Jestem zaskoczona zapowiedzią protestu ZNP. Bo umawialiśmy się na kolejne spotkanie. Mam nadzieję, że nie jest to gra polityczna - mówiła w „Politycznym Graffiti” na antenie Polsat News Anna Zalewska, minister edukacji narodowej.
CZYTAJ RÓWNIEŻ: Bez porozumienia. Zalewska: Przedstawiliśmy kilka propozycji liczonych w setkach milionów złotych. Broniarz: „Żadnego konkretu”
Jak podkreśliła szefowa MEN, przygotowano duże podwyżki, a wiele pieniędzy na ten cel wypłacono już wcześniej.
Od 2012 roku nie było żadnych podwyżek, stąd rozgoryczenie nauczycieli jest zrozumiałe.
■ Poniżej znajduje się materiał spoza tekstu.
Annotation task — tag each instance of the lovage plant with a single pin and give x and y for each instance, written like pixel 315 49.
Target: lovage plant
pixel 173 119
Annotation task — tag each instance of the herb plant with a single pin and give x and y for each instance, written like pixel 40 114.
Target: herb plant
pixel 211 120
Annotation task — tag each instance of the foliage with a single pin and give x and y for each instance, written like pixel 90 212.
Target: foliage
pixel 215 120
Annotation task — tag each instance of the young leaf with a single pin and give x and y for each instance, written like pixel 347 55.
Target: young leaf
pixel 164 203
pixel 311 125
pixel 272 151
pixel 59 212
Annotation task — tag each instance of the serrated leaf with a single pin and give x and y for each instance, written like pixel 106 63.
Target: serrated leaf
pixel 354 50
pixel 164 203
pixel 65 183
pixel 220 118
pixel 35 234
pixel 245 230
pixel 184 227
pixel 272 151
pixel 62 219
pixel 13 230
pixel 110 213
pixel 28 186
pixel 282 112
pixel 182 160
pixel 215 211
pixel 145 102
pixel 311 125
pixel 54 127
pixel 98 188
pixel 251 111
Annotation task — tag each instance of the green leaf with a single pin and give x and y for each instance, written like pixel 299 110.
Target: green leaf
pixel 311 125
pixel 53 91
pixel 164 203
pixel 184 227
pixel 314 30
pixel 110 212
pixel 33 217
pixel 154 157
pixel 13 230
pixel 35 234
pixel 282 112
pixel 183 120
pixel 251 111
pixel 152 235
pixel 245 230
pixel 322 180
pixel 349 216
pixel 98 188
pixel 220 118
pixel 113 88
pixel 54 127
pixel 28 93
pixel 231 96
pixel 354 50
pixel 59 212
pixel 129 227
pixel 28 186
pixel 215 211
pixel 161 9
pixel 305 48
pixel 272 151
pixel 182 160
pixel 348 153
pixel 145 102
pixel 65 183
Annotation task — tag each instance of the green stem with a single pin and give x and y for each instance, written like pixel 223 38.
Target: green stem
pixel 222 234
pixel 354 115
Ale będzie więcej
— powiedziała.
To tak długo trwało, moi poprzednicy nie zadbali o nauczycieli. Złożyłam bardzo konkretne oferty i mamy poczekać do środy na odpowiedź wszystkich związków zawodowych
— dodała.
Zapytana o zapowiadany protest ZNP, odpowiedziała, że jest zaskoczona.
Bo umawialiśmy się na kolejne spotkanie. Mam nadzieję, że nie [jest to gra polityczna - red.], ale walka o nauczycieli
— stwierdziła.
Jestem przekonana, że do tego nie dojdzie. Jest obietnica, że zrobimy wszystko
— podkreśliła, pytana o formę protestu nauczycieli ze zwolnieniami lekarskimi.
Dodała, że związkowcy powinni ws. podwyżek rozmawiać również z samorządami, bo w dużej części to one odpowiadają za płace nauczycieli.
Daję słowo, przede wszystkim rodzicom, że rozmowy idą w dobrym kierunku
— powiedziała minister Anna Zalewska.